The files revealed that Wolfe had sought research funding from Epstein for a proposed study exploring possible microbial influences on sexual behavior, which Wolfe referred to in a 2013 email as "our horny virus hypothesis." The Stanford Daily also reported that Wolfe had invited Epstein to a 2010 dinner party, describing attendees as including "a couple of hottie interns." Wolfe acknowledged Epstein in his 2011 book The Viral Storm and continued correspondence with him after Epstein's 2008 guilty plea for soliciting underage sex, including sending wedding invitations and a baby announcement.

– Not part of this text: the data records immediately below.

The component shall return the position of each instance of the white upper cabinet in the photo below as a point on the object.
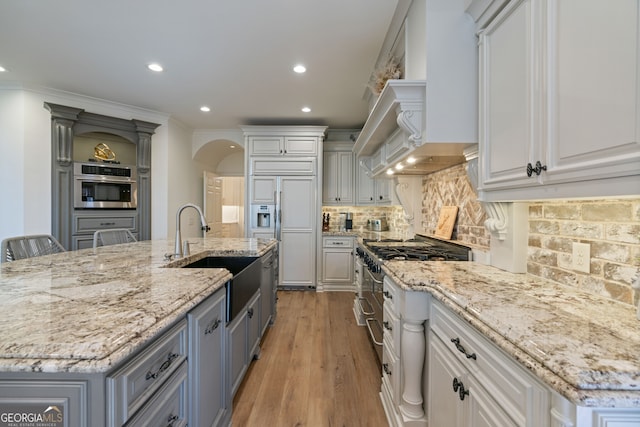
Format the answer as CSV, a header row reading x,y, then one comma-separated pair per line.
x,y
338,183
283,146
560,100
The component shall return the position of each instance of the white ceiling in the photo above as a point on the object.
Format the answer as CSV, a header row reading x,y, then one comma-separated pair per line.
x,y
235,56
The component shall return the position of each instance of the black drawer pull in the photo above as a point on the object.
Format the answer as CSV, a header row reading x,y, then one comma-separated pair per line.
x,y
172,419
458,387
385,367
165,365
537,169
461,349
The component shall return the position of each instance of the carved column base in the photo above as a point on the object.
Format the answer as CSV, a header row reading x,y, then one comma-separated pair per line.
x,y
413,350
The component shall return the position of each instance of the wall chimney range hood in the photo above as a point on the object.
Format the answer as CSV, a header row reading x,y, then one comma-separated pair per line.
x,y
396,129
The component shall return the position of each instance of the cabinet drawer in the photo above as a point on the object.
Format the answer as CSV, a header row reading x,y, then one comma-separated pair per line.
x,y
130,386
337,242
89,224
391,295
391,372
168,406
271,166
391,326
518,392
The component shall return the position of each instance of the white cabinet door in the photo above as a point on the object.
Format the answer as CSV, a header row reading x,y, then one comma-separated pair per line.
x,y
594,90
300,146
208,404
263,189
283,146
443,402
330,178
345,172
298,243
265,145
559,96
337,186
507,133
365,191
483,409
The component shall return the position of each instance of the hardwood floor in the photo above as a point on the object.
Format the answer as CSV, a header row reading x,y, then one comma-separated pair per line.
x,y
317,368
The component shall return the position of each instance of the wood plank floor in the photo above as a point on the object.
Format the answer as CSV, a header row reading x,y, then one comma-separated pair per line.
x,y
317,368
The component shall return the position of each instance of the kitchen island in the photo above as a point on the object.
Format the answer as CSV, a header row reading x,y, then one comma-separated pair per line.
x,y
580,347
78,317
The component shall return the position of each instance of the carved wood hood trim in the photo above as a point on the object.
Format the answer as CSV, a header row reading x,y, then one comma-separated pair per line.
x,y
400,105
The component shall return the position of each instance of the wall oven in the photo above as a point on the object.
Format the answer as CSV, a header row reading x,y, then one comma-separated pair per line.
x,y
104,186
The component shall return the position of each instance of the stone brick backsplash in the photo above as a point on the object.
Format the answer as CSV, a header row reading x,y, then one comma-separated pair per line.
x,y
451,187
610,227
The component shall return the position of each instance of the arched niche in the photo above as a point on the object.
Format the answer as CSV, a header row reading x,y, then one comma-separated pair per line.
x,y
66,122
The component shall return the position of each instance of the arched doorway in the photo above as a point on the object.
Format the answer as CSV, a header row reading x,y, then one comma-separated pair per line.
x,y
223,182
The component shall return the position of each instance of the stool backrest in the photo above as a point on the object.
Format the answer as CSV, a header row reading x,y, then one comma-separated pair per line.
x,y
20,247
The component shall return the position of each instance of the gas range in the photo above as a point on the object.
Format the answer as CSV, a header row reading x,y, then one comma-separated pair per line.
x,y
420,248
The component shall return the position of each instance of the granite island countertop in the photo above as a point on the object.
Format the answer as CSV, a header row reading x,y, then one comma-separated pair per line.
x,y
585,347
87,310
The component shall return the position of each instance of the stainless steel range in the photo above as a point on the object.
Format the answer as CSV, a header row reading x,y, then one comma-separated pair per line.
x,y
374,253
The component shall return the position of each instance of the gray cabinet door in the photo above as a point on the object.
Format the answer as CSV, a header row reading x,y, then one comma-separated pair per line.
x,y
253,326
237,350
266,290
208,404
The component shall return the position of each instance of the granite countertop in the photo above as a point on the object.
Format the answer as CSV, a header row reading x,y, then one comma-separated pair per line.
x,y
369,234
585,347
87,310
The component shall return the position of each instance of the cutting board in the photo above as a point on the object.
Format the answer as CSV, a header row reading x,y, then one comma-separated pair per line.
x,y
446,222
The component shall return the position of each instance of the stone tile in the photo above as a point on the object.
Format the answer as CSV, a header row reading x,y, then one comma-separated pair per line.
x,y
535,211
543,227
583,230
626,233
558,244
543,256
567,211
611,252
607,212
619,272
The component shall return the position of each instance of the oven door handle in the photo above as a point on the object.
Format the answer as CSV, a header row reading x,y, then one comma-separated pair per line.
x,y
373,278
365,312
373,338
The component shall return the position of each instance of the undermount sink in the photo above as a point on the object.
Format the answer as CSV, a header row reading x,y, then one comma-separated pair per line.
x,y
244,284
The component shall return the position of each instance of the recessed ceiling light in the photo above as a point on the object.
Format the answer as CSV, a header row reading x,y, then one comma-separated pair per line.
x,y
155,67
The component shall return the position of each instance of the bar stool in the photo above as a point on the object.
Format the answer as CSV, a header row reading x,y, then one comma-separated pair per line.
x,y
20,247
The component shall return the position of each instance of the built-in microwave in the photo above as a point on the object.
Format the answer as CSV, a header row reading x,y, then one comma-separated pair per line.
x,y
104,186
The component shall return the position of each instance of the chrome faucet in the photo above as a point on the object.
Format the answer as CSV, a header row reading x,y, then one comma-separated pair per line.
x,y
203,221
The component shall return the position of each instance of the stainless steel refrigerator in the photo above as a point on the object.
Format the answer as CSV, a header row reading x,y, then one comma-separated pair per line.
x,y
284,207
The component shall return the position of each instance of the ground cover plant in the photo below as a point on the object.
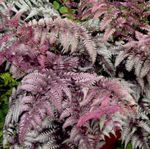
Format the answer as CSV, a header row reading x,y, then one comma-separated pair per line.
x,y
80,73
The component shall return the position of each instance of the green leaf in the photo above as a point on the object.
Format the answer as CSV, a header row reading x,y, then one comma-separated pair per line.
x,y
56,5
63,10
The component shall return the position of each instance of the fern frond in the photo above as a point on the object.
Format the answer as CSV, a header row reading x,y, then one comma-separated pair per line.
x,y
67,32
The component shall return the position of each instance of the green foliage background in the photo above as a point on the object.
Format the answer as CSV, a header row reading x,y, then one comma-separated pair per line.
x,y
6,85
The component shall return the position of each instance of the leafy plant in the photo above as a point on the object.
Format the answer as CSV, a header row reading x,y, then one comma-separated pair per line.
x,y
78,87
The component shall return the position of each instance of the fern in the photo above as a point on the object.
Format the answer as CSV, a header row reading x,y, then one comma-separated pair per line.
x,y
66,99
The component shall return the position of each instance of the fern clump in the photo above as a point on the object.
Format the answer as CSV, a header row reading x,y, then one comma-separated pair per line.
x,y
82,79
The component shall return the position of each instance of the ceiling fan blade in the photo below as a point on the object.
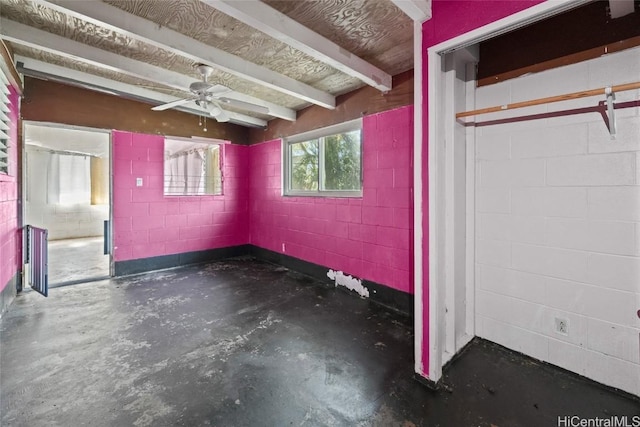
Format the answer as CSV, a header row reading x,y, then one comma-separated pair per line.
x,y
172,104
220,116
244,105
218,90
218,113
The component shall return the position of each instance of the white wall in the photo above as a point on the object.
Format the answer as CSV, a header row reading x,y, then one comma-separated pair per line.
x,y
558,224
64,221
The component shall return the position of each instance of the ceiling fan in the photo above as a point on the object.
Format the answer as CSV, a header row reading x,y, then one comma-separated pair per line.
x,y
211,97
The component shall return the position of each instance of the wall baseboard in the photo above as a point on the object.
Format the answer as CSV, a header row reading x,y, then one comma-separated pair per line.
x,y
134,266
393,299
9,292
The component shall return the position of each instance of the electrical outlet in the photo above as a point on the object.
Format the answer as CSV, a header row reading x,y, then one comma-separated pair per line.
x,y
562,326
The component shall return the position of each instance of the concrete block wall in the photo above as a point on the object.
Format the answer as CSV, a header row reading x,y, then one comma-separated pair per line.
x,y
10,234
148,224
558,224
368,237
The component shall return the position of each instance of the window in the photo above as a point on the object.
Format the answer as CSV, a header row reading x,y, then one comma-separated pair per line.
x,y
191,168
325,162
4,124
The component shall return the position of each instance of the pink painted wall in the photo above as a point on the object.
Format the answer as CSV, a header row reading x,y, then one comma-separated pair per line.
x,y
450,18
368,237
10,237
148,224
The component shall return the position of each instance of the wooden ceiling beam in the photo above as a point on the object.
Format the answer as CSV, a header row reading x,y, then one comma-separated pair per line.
x,y
279,26
418,10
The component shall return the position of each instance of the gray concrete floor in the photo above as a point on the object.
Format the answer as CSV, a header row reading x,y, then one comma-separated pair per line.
x,y
72,260
245,343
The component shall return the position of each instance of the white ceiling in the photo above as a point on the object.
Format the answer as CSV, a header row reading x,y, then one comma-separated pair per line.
x,y
282,55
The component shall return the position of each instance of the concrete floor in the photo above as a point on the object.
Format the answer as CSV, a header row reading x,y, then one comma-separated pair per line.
x,y
72,260
245,343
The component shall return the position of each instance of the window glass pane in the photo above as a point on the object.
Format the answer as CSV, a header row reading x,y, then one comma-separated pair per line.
x,y
304,165
342,161
191,169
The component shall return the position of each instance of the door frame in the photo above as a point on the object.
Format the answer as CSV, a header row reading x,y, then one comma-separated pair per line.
x,y
23,175
440,192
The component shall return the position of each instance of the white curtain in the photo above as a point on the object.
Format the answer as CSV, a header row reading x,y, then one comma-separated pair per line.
x,y
185,173
69,179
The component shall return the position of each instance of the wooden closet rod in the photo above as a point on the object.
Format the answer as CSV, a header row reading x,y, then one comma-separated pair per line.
x,y
565,97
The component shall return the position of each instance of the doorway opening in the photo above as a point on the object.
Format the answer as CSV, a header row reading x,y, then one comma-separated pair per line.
x,y
66,190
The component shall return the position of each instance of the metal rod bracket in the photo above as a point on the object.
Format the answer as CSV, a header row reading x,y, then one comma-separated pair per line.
x,y
611,122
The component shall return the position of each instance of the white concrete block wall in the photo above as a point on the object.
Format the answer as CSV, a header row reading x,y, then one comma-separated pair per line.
x,y
558,224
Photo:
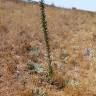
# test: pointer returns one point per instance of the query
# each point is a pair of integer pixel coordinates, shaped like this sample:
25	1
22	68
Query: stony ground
73	51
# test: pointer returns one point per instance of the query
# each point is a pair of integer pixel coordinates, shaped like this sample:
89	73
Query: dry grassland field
72	38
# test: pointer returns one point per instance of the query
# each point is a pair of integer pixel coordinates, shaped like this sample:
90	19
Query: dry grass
72	31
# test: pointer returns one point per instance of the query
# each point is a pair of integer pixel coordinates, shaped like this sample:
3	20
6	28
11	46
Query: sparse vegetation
72	41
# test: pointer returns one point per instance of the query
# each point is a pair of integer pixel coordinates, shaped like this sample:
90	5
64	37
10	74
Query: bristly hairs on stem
45	31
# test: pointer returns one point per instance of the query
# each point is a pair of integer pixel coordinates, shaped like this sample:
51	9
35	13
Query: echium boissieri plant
45	31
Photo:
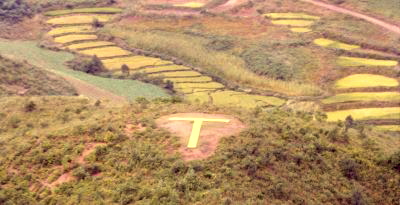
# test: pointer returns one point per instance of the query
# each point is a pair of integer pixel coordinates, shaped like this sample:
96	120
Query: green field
365	114
54	61
104	10
352	61
363	96
365	81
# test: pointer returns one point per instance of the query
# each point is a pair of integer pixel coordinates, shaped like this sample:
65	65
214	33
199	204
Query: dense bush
14	10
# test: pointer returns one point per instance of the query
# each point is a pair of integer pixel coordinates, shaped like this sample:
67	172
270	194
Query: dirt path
92	91
370	19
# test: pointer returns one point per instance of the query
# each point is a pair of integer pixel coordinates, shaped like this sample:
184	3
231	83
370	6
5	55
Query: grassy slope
282	158
23	79
28	50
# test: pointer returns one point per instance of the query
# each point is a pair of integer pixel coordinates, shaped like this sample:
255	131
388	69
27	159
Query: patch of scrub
334	44
74	37
104	10
363	96
54	61
352	61
365	81
70	29
290	16
365	114
79	19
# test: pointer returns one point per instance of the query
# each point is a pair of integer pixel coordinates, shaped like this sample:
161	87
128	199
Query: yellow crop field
90	45
393	128
70	29
365	80
290	16
165	68
74	37
363	96
293	22
106	52
198	79
209	85
365	114
334	44
177	74
103	10
190	5
134	62
300	30
79	19
352	61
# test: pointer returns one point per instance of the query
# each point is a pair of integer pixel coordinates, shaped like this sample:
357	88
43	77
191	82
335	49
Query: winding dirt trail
370	19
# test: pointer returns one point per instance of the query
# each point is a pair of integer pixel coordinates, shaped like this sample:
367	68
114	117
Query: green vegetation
14	10
79	19
365	81
363	96
54	61
104	10
365	114
352	61
334	44
23	79
274	161
194	50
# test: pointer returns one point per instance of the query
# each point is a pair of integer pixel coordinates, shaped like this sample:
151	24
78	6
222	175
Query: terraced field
297	22
79	36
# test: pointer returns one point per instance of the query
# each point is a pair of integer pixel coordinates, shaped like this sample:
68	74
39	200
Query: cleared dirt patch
210	134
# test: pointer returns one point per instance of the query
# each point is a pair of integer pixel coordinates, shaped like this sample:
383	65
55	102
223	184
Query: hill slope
23	79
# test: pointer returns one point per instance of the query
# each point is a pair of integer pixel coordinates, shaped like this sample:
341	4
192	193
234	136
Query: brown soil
210	135
370	19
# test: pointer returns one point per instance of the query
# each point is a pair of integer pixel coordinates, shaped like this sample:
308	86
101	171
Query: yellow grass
290	16
300	30
106	52
293	22
365	80
190	79
393	128
89	45
70	29
334	44
365	113
209	85
74	37
363	96
352	61
190	5
165	68
79	19
134	62
177	74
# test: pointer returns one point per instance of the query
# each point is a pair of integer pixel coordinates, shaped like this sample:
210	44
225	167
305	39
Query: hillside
18	78
277	159
199	102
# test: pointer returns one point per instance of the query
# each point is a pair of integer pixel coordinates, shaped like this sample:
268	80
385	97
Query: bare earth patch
211	132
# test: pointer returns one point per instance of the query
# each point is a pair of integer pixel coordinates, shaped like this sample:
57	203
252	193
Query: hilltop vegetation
23	79
279	157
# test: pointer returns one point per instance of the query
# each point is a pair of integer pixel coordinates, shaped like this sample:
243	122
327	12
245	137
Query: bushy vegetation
14	10
278	158
18	78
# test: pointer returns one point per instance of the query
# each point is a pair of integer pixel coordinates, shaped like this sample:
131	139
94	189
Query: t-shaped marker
197	122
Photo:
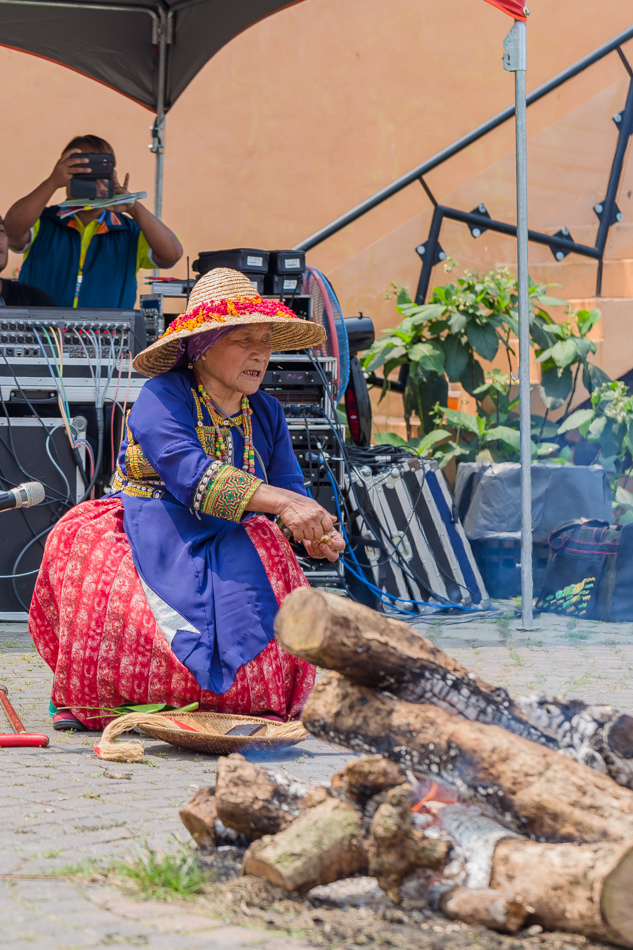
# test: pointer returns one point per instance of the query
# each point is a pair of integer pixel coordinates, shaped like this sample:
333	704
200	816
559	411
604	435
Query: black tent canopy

In a statement to the Stanford Daily in February 2026, Wolfe denied any wrongdoing and said the research project was never pursued and that he never received funding from Epstein. He stated that he had met Epstein "professionally" at Epstein's homes in New York and Palm Beach but said he "never visited his island or flew on his plane" and "never witnessed or participated in any misconduct or inappropriate behavior." Wolfe acknowledged "overfamiliarity and poor judgment" in his correspondence and expressed regret for his association with Epstein.

== Personal life ==
Wolfe is married to the playwright Lauren Gunderson, they have been separated since October 2025. The pair have two sons. As part of his work, Wolfe has lived in Cameroon, Malaysia and Uganda.